Please enable JavaScript to view this site.

 Analysis checklist: Simple logistic regression

To check that simple logistic regression is an appropriate analysis for your these data, ask yourself these questions:

Is the outcome (Y) variable binary (dichotomous)?

The independent (Y) variable may only take on two values and in Prism, these must be coded as a 0 and a 1.

Are the observations (rows) independent?

One of the fundamental assumptions of logistic regression is that each row of data is a unique, independent observation. An example of independent observations is a study on 100 randomly selected people where a 1 indicates a positive outcome and a 0 a negative outcome, and each person is recorded on a single row. If each person was measured more than once (say at various time points in the study), then the observations are not independent and logistic regression isn't appropriate. Independence would also be questionable if some of the participants were in the same family as almost any outcome is likely to be more similar between two individuals from one family than from two unrelated individuals.

Does the model fit and predict the data well?

All models are wrong, but some are useful…

Prism offers a variety of metrics to evaluate how well the simple logistic model fits to the entered data. However, you should keep in mind that fitting models to data and interpretation of model fits is - to some extent - subjective. Some possibilities to consider when evaluating a given model include:

Does the model classify data well? In other words, does the model correctly predict the observed 0s and 1s? You can evaluate this in Prism a number of different ways such as with Tjur’s R squared, an ROC plot (with area under the ROC curve), and the row classification table.

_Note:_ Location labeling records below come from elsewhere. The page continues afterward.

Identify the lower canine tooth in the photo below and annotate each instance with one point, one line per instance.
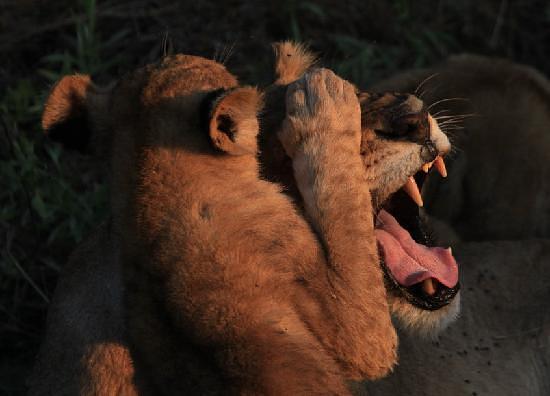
(428, 286)
(411, 188)
(440, 166)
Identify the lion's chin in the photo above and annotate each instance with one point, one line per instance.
(421, 322)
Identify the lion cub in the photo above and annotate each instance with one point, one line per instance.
(227, 287)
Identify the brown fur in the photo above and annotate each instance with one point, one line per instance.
(497, 189)
(214, 299)
(376, 113)
(498, 179)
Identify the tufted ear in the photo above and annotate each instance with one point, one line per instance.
(233, 124)
(74, 107)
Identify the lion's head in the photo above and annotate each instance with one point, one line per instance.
(400, 143)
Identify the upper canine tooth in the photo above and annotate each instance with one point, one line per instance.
(411, 188)
(440, 166)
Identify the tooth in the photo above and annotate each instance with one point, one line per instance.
(411, 188)
(428, 286)
(440, 166)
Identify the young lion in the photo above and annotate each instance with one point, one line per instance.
(497, 193)
(215, 300)
(97, 359)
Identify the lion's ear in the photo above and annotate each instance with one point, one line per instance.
(74, 105)
(233, 124)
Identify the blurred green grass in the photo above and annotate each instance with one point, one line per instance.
(50, 199)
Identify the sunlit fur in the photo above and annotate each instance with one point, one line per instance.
(388, 165)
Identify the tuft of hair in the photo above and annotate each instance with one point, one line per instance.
(292, 60)
(426, 324)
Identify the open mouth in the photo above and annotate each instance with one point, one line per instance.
(424, 274)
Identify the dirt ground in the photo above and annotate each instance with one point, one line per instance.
(49, 199)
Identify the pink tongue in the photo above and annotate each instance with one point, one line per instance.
(410, 262)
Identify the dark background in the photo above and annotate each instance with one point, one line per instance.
(49, 199)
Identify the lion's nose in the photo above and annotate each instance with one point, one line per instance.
(439, 139)
(413, 127)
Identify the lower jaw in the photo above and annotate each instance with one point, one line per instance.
(416, 297)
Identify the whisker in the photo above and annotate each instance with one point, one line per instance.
(456, 117)
(446, 100)
(440, 112)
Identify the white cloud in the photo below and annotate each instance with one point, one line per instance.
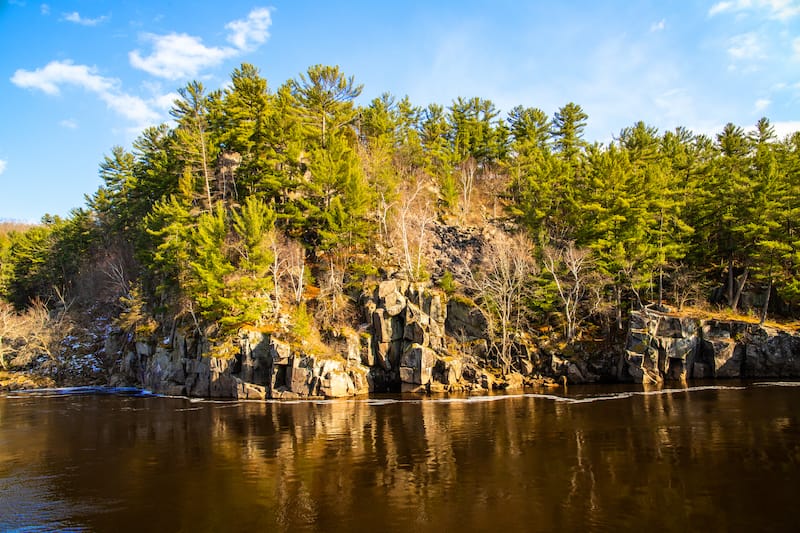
(720, 7)
(746, 46)
(55, 73)
(165, 101)
(251, 32)
(774, 9)
(178, 55)
(52, 76)
(77, 19)
(782, 129)
(131, 107)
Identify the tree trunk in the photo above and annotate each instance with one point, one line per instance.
(730, 281)
(740, 288)
(766, 300)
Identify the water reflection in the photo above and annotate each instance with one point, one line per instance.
(720, 458)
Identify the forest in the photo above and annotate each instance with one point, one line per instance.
(273, 208)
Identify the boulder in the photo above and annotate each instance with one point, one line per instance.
(466, 321)
(416, 365)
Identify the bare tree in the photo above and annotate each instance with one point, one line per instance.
(570, 268)
(414, 214)
(32, 333)
(290, 270)
(332, 300)
(503, 282)
(466, 175)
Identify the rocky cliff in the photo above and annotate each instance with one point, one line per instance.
(411, 339)
(662, 347)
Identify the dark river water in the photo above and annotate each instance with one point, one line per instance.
(719, 457)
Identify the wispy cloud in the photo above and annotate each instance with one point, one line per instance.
(745, 46)
(55, 74)
(49, 78)
(78, 19)
(774, 9)
(179, 55)
(784, 128)
(761, 104)
(251, 32)
(720, 7)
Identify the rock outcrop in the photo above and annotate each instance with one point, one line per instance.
(411, 339)
(662, 347)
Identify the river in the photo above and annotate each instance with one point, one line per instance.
(724, 456)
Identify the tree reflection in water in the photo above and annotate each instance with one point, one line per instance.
(718, 458)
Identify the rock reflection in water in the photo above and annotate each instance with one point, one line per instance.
(717, 458)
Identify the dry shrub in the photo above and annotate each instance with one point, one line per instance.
(27, 335)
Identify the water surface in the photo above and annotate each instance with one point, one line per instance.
(723, 457)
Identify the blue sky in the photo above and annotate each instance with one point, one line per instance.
(77, 78)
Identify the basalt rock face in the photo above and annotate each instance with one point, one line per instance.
(417, 340)
(411, 339)
(263, 367)
(662, 348)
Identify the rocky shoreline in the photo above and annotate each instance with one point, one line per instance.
(412, 338)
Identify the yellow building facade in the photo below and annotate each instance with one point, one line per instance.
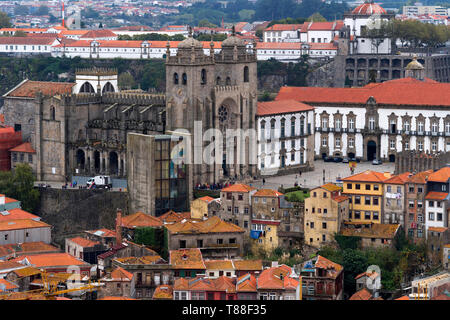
(324, 211)
(365, 193)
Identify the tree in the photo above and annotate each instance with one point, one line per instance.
(19, 185)
(5, 21)
(316, 17)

Does the logistic model out-perform an intercept-only model? Prism tests this concept in two related, but slightly different ways: using the Wald test to examine if β1 is significantly non-zero, and using the likelihood ratio test to directly compare the given model with an intercept-only model.

Do you have sufficient data to trust your results?

As with all stats modeling, the more data (generally) the better. At the bottom of the tabular results sheet of the analysis results, Prism reports how many observations were included in the model (Rows analyzed). For simple logistic regression, a general rule of thumb is to have at least ten observations with an outcome of zero and ten observations with an outcome of 1.

Are you underfitting?

In the case of simple logistic regression, it’s possible that your predictor (X) variable is only one of multiple variables that affect if an outcome is a success or not. If the model prediction performance isn’t as good as desired, perhaps you’re missing some key variable(s) that you either didn’t measure or chose not to model. If you simply chose not to model them, you should definitely investigate their impact using multiple logistic regression - which is a natural extension of simple logistic regression. Read more about multiple logistic regression here. On the other hand, if the key variable is one that you didn’t measure, you’re out of luck. Go back and repeat the experiment with a focus on collecting more information. THEN come back and perform multiple logistic regression!